Ok so I'm in the process of setting up an all male hap/peacock tank and I would really like to have an Electric Blue Hap. I can get a nice adult one for a good price (about 3 1/2 to 4") but I want to put him in there with other fish that are approximately 2-3" long. Since the Electric Blue is a piscovore will the size difference be a problem?


----------



## GaFishMan1181 (Dec 17, 2008)

How big is your tank? The electric blue haps from my experience can get pretty agressive. They will also get up to 7". The absoulute minimum for these is a 4 foot tank but 6 is better.

Also alot of the peacocks share the same color as the Electric blue which could cause problems as well. Unless you have a 125 gallon i would consider keeping him out of the mix.

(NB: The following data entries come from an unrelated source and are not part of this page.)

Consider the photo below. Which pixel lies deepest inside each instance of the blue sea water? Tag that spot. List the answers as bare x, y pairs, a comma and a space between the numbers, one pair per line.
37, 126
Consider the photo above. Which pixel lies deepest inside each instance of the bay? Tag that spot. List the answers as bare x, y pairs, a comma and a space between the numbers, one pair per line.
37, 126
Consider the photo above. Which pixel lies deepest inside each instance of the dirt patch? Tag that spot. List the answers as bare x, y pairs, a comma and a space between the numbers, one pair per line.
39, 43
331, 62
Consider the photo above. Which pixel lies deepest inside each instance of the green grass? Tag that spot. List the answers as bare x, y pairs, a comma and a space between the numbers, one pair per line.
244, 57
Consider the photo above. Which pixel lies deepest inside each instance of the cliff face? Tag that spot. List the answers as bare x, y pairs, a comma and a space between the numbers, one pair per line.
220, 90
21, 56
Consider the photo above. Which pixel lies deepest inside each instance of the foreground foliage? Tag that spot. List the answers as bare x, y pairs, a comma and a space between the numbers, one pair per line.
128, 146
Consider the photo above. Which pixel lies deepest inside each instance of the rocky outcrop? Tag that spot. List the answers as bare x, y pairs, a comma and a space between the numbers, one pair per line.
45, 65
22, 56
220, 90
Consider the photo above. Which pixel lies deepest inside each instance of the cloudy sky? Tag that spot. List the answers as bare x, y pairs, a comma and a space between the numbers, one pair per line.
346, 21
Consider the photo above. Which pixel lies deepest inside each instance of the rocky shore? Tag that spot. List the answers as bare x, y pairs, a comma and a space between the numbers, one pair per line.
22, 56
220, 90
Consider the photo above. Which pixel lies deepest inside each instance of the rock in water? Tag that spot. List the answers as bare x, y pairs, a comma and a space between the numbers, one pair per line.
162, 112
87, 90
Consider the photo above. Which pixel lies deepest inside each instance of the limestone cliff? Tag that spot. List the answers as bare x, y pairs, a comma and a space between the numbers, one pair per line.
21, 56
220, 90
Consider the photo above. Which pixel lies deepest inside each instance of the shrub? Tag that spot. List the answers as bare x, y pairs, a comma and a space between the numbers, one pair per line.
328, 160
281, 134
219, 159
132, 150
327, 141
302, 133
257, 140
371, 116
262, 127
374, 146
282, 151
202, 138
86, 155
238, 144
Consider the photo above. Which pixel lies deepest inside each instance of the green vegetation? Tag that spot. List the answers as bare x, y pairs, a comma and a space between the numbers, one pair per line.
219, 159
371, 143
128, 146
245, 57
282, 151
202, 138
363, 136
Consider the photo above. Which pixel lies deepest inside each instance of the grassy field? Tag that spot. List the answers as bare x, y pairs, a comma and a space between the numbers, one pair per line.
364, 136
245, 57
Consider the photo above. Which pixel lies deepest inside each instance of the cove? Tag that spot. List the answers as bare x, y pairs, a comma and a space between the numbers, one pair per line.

btw i had my Electric blue with some mbuna and he tried to smash them against the glass and kill them all. Mine had issues so i took him back to the store.


----------



## jbacker7 (Jul 16, 2008)

My tank is a 55 gallon. Here it is.


----------



## GaFishMan1181 (Dec 17, 2008)

Personally i think you would be better off going all male peacocks. If you do throw in a hap try and find the smallest type possible. That will be a beautiful male peacock tank.

Others may say it would be cool to add in haps. I am just not sure what type. Oh and if you do get the electric blue i would get him last.


----------



## jbacker7 (Jul 16, 2008)

The haps I want to add are...

Ahli Electric Blue... Sciaenochromis Fryeri (Maleri Is.)
Aristo Yellow Blaze... Otopharynx Lithobates (zimbawe rock)
Fireline Mloto... Copadichromis Trewavasae Mloto Likoma

They all max out at about the same length as the peacocks.. I don't really see their adult size being a problem?


----------



## GaFishMan1181 (Dec 17, 2008)

Yeah maybe it will be good to go. I probably just had an overally aggressive male electric blue.


----------



## jbacker7 (Jul 16, 2008)

I think I'll give it a try as long as the 4" inch fish does not prey on the 3". I really just don't want to lose fish. And if it becomes a problem I have a great LFS that I'm sure I could sell him to.


----------



## GaFishMan1181 (Dec 17, 2008)

jbacker7 said:


> I think I'll give it a try as long as the 4" inch fish does not prey on the 3". I really just don't want to lose fish. And if it becomes a problem I have a great LFS that I'm sure I could sell him to.


or a place in the house to put a 125 gallon tank when you decide he is awsome and want to keep him.


----------



## jbacker7 (Jul 16, 2008)

Hahaha I like the way you think!


----------



## noki (Jun 13, 2003)

If you are asking if he will eat the other fish... no, unless they are small fry. They never seem to me to be much of a danger.

Could he be the dominant fish and keep the other fish from showing full color... yes, but then that will be a problem with any mix. All can be aggressive if they are dominant, that is life with cichlids.


----------